Obama's plan aims at affordable healthcare for all, providing cover for the 47 million Americans currently without insurance. Cover for children would be mandatory. Estimated cost: at least $120bn.

Oil dependency

Promises "to end US oil dependence on the Middle East in 10 years". Would permit some new oil drilling in the US, as well as help for Detroit to retool to produce more energy-efficient cars. Favours a "safe" expansion of nuclear power, and a 10-year investment plan for renewable energy. Claimed cost of investment: $150bn.
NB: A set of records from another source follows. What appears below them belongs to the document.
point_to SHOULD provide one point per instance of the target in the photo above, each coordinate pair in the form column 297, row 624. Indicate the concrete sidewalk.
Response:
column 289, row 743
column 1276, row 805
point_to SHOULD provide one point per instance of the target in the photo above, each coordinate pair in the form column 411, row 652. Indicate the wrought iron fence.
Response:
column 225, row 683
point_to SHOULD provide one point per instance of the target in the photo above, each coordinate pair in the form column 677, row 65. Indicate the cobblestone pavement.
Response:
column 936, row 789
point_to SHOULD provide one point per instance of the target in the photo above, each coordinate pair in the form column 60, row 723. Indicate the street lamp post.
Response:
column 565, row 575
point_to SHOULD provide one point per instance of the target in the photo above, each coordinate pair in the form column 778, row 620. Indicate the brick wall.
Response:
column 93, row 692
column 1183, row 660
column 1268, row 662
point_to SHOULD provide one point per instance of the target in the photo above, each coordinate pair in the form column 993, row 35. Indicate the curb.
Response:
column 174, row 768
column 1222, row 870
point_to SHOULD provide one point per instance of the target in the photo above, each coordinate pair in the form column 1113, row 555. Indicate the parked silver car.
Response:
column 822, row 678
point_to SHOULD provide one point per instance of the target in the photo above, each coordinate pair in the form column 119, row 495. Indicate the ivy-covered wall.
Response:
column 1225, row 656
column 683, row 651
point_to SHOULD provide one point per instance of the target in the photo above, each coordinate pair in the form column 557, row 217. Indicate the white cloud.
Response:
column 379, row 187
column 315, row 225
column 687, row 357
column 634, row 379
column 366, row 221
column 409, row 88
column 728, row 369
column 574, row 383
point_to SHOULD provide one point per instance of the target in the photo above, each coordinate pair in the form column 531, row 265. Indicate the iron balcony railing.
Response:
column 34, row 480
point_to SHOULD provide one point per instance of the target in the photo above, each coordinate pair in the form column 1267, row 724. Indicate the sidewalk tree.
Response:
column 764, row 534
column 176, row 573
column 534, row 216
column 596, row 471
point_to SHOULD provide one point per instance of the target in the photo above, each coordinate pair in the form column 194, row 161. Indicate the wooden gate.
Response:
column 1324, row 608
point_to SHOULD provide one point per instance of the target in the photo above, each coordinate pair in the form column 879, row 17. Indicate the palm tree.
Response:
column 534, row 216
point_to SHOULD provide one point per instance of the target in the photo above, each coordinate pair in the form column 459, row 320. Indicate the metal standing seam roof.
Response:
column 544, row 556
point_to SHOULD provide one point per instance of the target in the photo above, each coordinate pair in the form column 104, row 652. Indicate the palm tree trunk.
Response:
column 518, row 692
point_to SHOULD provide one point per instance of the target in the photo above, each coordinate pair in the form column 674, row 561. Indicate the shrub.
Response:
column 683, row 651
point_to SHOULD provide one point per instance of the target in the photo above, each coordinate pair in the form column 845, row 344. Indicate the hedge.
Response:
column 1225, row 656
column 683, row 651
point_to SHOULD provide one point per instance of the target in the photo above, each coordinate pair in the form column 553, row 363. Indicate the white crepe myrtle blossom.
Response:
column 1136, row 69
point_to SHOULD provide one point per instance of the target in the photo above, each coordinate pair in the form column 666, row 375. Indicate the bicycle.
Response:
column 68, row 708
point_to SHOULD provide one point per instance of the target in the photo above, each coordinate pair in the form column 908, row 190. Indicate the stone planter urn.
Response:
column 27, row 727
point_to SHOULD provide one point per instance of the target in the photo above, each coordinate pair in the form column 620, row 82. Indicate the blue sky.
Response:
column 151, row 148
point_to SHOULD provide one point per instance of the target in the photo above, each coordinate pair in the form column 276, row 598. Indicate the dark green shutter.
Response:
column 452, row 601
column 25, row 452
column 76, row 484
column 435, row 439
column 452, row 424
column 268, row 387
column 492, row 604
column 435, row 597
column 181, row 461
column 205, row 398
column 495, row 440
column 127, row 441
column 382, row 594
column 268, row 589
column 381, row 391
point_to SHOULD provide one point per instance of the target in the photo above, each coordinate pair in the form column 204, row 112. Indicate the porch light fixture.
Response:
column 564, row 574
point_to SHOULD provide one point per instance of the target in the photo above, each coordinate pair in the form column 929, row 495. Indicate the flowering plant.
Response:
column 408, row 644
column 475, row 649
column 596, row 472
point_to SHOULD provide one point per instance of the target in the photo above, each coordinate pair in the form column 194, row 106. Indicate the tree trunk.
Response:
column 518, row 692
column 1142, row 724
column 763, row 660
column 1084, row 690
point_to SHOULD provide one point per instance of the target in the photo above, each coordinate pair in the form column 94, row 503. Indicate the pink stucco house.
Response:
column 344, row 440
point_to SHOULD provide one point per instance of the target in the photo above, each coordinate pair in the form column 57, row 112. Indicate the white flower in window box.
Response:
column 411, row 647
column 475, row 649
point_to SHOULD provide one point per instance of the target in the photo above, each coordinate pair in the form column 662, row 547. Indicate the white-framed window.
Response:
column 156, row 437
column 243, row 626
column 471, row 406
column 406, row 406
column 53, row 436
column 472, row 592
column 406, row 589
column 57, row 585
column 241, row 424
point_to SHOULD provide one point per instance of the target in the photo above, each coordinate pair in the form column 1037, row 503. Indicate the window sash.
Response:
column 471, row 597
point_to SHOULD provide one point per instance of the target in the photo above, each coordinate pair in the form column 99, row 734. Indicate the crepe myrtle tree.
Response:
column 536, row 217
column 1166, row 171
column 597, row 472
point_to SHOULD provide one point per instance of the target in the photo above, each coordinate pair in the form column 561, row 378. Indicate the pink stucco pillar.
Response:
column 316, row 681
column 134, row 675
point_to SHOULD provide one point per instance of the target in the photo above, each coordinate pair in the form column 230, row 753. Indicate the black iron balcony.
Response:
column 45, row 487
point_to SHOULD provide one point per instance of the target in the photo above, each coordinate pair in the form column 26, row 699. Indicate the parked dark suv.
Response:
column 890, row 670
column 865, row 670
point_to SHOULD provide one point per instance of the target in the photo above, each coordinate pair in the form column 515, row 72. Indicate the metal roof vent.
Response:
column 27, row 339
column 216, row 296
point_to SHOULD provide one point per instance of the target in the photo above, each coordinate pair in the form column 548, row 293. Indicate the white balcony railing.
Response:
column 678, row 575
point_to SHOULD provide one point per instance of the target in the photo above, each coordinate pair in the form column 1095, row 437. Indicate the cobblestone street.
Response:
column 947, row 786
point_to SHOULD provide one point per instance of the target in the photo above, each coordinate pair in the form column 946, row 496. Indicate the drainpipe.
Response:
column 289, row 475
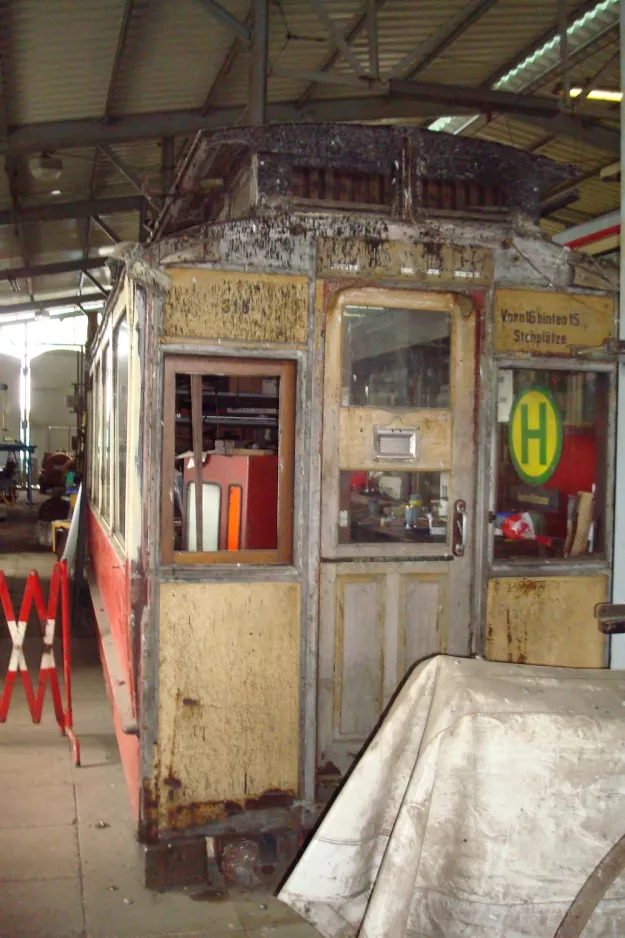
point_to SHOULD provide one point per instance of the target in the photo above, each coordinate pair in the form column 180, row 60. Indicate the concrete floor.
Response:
column 69, row 864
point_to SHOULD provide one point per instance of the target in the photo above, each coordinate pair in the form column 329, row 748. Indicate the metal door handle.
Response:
column 460, row 532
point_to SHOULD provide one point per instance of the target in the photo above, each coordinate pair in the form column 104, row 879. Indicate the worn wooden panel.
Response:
column 356, row 443
column 402, row 259
column 545, row 620
column 542, row 323
column 424, row 624
column 359, row 654
column 228, row 711
column 237, row 306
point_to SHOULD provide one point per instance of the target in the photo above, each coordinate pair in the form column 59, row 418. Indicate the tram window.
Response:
column 228, row 461
column 105, row 479
column 383, row 507
column 96, row 444
column 395, row 357
column 551, row 464
column 120, row 410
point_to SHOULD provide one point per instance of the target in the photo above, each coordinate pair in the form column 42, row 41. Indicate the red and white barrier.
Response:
column 48, row 674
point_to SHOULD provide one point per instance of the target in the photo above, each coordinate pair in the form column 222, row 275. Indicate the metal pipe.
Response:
column 617, row 643
column 258, row 72
column 564, row 53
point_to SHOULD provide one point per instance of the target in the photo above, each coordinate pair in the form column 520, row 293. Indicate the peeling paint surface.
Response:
column 431, row 260
column 236, row 306
column 228, row 698
column 545, row 620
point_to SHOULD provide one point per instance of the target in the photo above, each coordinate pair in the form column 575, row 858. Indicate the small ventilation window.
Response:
column 459, row 195
column 333, row 185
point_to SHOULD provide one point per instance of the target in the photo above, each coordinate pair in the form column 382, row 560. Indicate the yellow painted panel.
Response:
column 541, row 323
column 356, row 443
column 439, row 263
column 228, row 701
column 545, row 620
column 216, row 304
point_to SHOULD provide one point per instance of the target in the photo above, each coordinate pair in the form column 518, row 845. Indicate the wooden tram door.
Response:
column 397, row 501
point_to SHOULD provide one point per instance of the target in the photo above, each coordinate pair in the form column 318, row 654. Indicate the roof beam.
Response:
column 336, row 36
column 257, row 90
column 533, row 109
column 60, row 135
column 417, row 61
column 95, row 282
column 129, row 174
column 45, row 270
column 108, row 231
column 372, row 36
column 57, row 303
column 63, row 210
column 119, row 51
column 215, row 9
column 350, row 35
column 480, row 99
column 225, row 67
column 538, row 43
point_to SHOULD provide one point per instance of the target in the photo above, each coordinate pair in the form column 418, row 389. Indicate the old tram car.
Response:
column 355, row 410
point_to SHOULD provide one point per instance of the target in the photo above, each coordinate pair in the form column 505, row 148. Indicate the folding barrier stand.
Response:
column 48, row 673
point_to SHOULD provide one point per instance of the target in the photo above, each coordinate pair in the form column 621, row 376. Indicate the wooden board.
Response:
column 228, row 701
column 540, row 323
column 425, row 261
column 237, row 306
column 376, row 621
column 356, row 443
column 545, row 620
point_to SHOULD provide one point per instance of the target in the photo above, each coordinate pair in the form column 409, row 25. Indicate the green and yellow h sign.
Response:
column 535, row 435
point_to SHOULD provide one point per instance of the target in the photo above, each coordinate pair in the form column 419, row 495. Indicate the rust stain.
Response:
column 183, row 816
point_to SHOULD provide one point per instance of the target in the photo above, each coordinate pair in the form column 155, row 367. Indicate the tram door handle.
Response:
column 460, row 529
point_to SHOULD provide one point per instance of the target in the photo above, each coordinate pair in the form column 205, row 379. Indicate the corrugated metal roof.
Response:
column 58, row 65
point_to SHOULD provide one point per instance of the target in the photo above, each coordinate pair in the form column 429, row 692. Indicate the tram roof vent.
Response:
column 348, row 167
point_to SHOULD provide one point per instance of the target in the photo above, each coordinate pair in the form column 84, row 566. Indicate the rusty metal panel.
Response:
column 228, row 712
column 356, row 437
column 545, row 620
column 212, row 304
column 592, row 275
column 433, row 261
column 542, row 323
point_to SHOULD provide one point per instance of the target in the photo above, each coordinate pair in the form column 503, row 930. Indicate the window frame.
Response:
column 116, row 525
column 286, row 371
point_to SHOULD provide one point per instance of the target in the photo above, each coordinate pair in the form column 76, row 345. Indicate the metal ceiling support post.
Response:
column 617, row 642
column 168, row 164
column 258, row 71
column 564, row 53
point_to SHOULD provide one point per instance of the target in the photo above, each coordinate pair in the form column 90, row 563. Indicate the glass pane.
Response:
column 106, row 433
column 551, row 458
column 240, row 432
column 120, row 407
column 386, row 507
column 395, row 357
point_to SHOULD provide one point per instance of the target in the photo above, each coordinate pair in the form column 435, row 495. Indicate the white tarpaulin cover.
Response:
column 487, row 796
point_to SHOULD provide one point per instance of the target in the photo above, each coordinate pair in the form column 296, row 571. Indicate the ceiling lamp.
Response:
column 46, row 167
column 599, row 94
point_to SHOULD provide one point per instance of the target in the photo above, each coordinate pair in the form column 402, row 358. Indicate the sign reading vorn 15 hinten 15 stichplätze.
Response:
column 542, row 323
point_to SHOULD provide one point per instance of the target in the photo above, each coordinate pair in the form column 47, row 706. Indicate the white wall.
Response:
column 51, row 377
column 10, row 374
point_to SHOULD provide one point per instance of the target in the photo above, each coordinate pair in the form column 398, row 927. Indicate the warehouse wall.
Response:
column 10, row 374
column 51, row 377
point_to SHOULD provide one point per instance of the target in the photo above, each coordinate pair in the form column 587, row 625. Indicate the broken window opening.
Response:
column 228, row 461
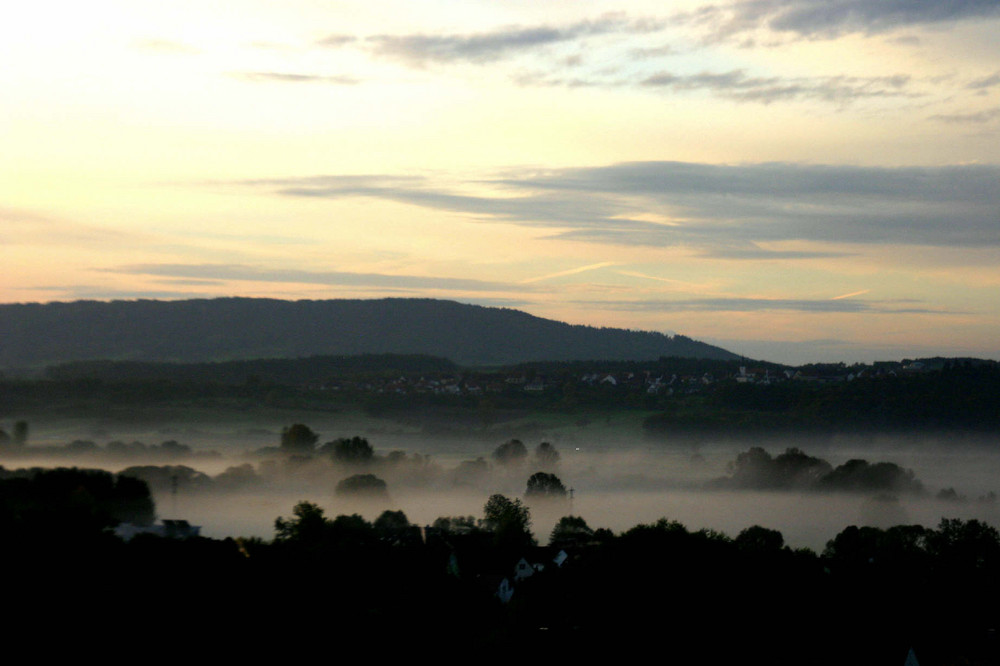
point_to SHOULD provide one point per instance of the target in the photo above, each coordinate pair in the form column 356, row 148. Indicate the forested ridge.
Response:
column 246, row 328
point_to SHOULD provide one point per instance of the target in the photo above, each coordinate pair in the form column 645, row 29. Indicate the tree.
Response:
column 543, row 485
column 298, row 438
column 509, row 520
column 511, row 452
column 307, row 525
column 352, row 451
column 759, row 540
column 366, row 485
column 394, row 527
column 570, row 531
column 20, row 433
column 546, row 455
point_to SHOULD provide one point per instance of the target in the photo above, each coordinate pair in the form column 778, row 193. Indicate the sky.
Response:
column 794, row 180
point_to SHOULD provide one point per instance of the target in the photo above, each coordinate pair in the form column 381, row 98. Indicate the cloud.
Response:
column 336, row 40
column 242, row 272
column 825, row 19
column 843, row 305
column 20, row 227
column 737, row 85
column 731, row 211
column 417, row 50
column 571, row 271
column 289, row 77
column 985, row 82
column 166, row 46
column 975, row 117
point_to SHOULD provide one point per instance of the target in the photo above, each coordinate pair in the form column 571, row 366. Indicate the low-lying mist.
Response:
column 245, row 486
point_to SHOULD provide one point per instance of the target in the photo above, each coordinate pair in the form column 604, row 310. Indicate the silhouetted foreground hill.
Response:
column 245, row 328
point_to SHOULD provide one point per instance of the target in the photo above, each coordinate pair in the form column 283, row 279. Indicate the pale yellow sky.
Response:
column 681, row 167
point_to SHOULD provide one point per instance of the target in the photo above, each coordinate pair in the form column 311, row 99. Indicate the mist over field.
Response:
column 238, row 486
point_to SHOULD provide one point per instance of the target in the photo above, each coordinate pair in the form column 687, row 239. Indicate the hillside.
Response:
column 35, row 335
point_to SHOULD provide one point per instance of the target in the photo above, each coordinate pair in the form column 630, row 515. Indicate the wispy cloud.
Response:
column 292, row 77
column 20, row 227
column 571, row 271
column 816, row 19
column 844, row 305
column 418, row 50
column 749, row 211
column 166, row 46
column 851, row 295
column 739, row 86
column 985, row 82
column 972, row 118
column 242, row 272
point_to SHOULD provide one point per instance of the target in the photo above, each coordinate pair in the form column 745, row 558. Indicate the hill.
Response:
column 36, row 335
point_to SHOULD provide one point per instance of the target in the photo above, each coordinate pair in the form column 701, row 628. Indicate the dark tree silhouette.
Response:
column 546, row 455
column 543, row 485
column 570, row 531
column 298, row 438
column 353, row 450
column 511, row 452
column 20, row 433
column 509, row 520
column 366, row 485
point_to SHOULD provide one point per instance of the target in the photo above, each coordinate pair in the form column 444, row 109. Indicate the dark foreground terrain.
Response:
column 343, row 586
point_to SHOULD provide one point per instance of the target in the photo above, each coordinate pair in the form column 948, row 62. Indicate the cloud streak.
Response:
column 242, row 272
column 827, row 19
column 291, row 77
column 728, row 211
column 739, row 86
column 825, row 306
column 419, row 50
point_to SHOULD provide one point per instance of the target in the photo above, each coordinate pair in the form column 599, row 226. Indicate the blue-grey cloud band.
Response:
column 723, row 210
column 241, row 272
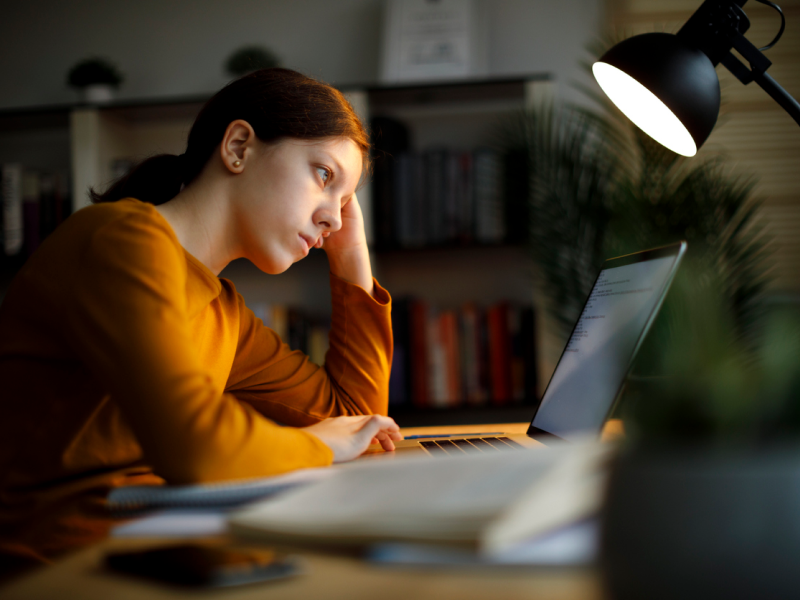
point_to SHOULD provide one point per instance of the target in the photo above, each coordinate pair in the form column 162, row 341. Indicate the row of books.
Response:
column 466, row 357
column 34, row 203
column 297, row 328
column 445, row 197
column 439, row 197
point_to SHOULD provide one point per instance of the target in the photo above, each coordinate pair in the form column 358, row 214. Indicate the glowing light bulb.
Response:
column 642, row 107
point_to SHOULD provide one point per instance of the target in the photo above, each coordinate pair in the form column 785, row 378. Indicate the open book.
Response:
column 491, row 501
column 137, row 498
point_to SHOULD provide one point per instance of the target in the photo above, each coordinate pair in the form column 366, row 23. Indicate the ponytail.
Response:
column 278, row 103
column 155, row 180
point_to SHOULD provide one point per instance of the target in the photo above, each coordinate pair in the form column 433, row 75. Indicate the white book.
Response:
column 12, row 208
column 489, row 210
column 491, row 501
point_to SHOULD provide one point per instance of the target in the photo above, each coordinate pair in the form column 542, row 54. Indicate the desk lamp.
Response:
column 666, row 84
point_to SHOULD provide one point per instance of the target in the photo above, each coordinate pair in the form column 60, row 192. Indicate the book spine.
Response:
column 31, row 211
column 420, row 347
column 528, row 326
column 12, row 208
column 437, row 381
column 499, row 355
column 452, row 359
column 517, row 361
column 466, row 198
Supports higher pay for teachers; in return teachers must meet higher standards. In a reprise of the post-war GI bill, promises help towards a university education "for those who serve their community and country". Estimated cost: $18bn.


Goal to have all US combat brigades out of Iraq by summer 2010, within 16 months of taking office. Freed-up resources would be shifted to Afghanistan. Says any withdrawal plan is subject to events, however. On Iran, promises tough "direct diplomacy" to prevent Tehran from obtaining nuclear weapons.

America's reputation

No more of the "tough talk and bad strategy" of George Bush. Pledges to restore the country's moral standing so that "America is once again the last best hope" of humanity. This means a more patient approach to crises, and greater reliance on diplomacy. Almost certainly would shut Guantanamo Bay.